# Cleaning Process
## Comprehensive Data Description

**Dataset Overview:**  

| Column | Data Type | Description |
|--------|-----------|-------------|
| `vehicle_id` | int | Unique identifier for each autonomous vehicle |
| `timestamp` | object/datetime | Date and time of the measurement |
| `gps_latitude` | float | Latitude position of the vehicle from GPS sensor |
| `gps_longitude` | float | Longitude position of the vehicle from GPS sensor |
| `lidar_points` | int | Number of points detected by the LiDAR sensor |
| `radar_objects` | int | Number of objects detected by the radar sensor |
| `camera_objects` | int | Number of objects detected by the camera sensor |
| `packet_drop_rate` | float | Fraction of lost communication packets |
| `packet_delivery_ratio` | float | Ratio of successfully delivered packets |
| `latency_ms` | float | Communication latency in milliseconds |
| `throughput_kbps` | float | Network throughput in kilobits per second |
| `collision_detected` | int (0 or 1) | Binary indicator if collision occurred |
| `obstacle_detection_accuracy` | float | Accuracy of obstacle detection (0–1) |
| `decision_accuracy` | float | Accuracy of autonomous decision making (0–1) |

**Summary Statistics:**  

- Sensor features (`lidar_points`, `radar_objects`, `camera_objects`) vary depending on environment.  
- Network features (`latency_ms`, `throughput_kbps`, `packet_drop_rate`) vary due to wireless communication conditions.  
- Accuracy features (`obstacle_detection_accuracy`, `decision_accuracy`) mostly range 0.7–0.9.

_________________________________________
# 1. Data Loading

i. Load dataset

ii.
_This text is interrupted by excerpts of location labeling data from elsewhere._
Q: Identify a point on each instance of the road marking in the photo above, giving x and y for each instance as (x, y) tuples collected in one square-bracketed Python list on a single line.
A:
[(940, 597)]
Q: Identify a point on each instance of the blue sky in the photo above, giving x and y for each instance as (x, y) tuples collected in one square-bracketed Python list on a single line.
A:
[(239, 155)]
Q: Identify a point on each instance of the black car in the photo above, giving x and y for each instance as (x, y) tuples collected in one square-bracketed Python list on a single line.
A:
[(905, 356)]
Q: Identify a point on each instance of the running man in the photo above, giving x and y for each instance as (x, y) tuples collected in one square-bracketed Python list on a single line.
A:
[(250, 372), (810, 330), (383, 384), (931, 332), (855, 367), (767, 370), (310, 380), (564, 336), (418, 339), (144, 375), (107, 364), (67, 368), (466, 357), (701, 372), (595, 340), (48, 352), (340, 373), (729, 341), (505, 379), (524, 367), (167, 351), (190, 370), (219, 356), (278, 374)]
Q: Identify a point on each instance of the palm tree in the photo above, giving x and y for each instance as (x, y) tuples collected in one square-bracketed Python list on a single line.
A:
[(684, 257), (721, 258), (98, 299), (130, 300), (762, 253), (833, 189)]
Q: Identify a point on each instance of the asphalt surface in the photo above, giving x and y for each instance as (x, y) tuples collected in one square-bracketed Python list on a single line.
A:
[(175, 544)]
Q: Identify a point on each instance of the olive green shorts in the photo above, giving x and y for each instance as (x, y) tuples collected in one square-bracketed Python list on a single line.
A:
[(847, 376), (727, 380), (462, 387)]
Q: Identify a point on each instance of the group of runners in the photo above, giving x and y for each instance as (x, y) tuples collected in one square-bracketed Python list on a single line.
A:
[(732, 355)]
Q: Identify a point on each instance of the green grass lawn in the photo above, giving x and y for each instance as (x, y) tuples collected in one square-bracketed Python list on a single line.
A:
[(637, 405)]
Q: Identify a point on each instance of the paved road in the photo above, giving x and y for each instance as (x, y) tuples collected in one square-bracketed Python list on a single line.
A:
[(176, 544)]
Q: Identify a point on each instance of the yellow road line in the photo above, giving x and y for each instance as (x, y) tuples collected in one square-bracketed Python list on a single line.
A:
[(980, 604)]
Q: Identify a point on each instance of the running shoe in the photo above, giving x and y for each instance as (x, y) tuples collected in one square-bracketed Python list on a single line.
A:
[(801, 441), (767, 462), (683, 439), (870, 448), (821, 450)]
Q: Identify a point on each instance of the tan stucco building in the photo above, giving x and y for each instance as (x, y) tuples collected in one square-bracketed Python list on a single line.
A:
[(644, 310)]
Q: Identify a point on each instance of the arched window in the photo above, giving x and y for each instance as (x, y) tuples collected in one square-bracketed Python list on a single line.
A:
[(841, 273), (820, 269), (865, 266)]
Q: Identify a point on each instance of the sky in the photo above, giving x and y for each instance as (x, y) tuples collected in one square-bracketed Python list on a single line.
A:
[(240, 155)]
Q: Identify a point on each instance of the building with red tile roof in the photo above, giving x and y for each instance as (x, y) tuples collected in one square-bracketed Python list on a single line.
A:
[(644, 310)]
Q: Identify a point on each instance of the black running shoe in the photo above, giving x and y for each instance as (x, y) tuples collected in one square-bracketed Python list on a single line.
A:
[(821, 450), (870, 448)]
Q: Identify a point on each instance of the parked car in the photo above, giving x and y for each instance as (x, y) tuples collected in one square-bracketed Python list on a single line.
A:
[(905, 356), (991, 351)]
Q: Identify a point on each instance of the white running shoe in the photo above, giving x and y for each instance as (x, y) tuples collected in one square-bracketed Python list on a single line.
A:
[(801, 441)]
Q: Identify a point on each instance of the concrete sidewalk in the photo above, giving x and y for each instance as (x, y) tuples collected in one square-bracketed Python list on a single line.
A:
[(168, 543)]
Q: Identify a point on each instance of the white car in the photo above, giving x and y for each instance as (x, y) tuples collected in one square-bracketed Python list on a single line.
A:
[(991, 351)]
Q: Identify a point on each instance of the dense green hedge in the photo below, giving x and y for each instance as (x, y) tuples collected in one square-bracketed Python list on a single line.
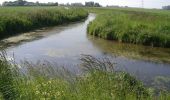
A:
[(133, 27), (21, 19)]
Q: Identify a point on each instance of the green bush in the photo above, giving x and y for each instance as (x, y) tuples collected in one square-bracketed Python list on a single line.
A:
[(14, 20), (132, 27)]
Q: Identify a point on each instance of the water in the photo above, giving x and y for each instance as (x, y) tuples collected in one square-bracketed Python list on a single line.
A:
[(65, 45)]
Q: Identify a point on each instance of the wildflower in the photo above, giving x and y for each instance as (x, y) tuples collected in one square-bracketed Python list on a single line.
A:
[(37, 92)]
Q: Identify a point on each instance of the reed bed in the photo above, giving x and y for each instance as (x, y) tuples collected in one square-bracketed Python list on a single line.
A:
[(99, 80), (137, 27), (15, 20)]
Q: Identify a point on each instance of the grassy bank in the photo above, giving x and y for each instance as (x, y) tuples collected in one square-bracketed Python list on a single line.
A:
[(138, 27), (43, 81), (14, 20)]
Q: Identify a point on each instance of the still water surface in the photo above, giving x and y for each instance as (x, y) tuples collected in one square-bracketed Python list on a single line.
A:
[(65, 44)]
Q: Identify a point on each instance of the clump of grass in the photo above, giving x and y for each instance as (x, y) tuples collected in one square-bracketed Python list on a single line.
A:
[(132, 27), (14, 20), (7, 74), (99, 81)]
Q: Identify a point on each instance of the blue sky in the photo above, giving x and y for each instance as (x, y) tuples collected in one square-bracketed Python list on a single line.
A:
[(131, 3)]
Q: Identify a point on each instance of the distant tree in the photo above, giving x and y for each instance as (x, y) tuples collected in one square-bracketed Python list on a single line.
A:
[(21, 2)]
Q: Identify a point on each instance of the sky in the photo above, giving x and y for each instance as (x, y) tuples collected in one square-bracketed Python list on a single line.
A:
[(130, 3)]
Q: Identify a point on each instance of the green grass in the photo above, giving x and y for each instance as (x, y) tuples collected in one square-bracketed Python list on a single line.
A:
[(138, 27), (15, 20), (99, 81)]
Identify Dataset shape

In [None]:
import pandas as pd
import numpy as np
import matplotlib.pyplot as plt
from scipy.stats import zscore

# Load dataset excluding the modified column
df = pd.read_csv("Dirty_Dataset_with_Log.csv", usecols=lambda col: col not in ["modified_column_name", "modified_row_index"])

print("Dataset loaded successfully.")
display(df.head())

# Dataset shape
print(f"Number of Rows: {df.shape[0]}")
print(f"Number of Columns: {df.shape[1]}\n")


_______________
# Redundant Data Summary

1. Find Redundant Data based on the same Vehicle ID AND Timestamp
2. Remove the Redundant Data

In [None]:
# Identify FULL duplicates (entire row is identical)
full_duplicates = df[df.duplicated(keep=False)]

print("\nFULL redundant rows:")
display(full_duplicates)

# Remove only TRUE duplicates (entire row same)
df_cleaned = df.drop_duplicates(keep="first")

print("\nAfter removing redundant rows:", df_cleaned.shape)

# Save cleaned CSV
df_cleaned.to_csv("Cleaned_Dataset.csv", index=False)
print("\nCleaned dataset saved as Cleaned_Dataset.csv")


_________________________________________________
# Cleaned Dataset Overview

In [None]:
print("Dataset Info (Cleaned):")
df_cleaned.info()

print("\nSummary Statistics (Cleaned):")
display(df_cleaned.describe())

# Missing Values Summary

In [None]:
missing_rows = df_cleaned[df_cleaned.isna().any(axis=1)].copy()

# Identify which columns are missing in each row
missing_rows["missing_columns"] = missing_rows.apply(
    lambda row: [col for col in df_cleaned.columns if pd.isna(row[col])],
    axis=1
)

# Show only key columns
missing_info = missing_rows[["vehicle_id", "timestamp", "missing_columns"]]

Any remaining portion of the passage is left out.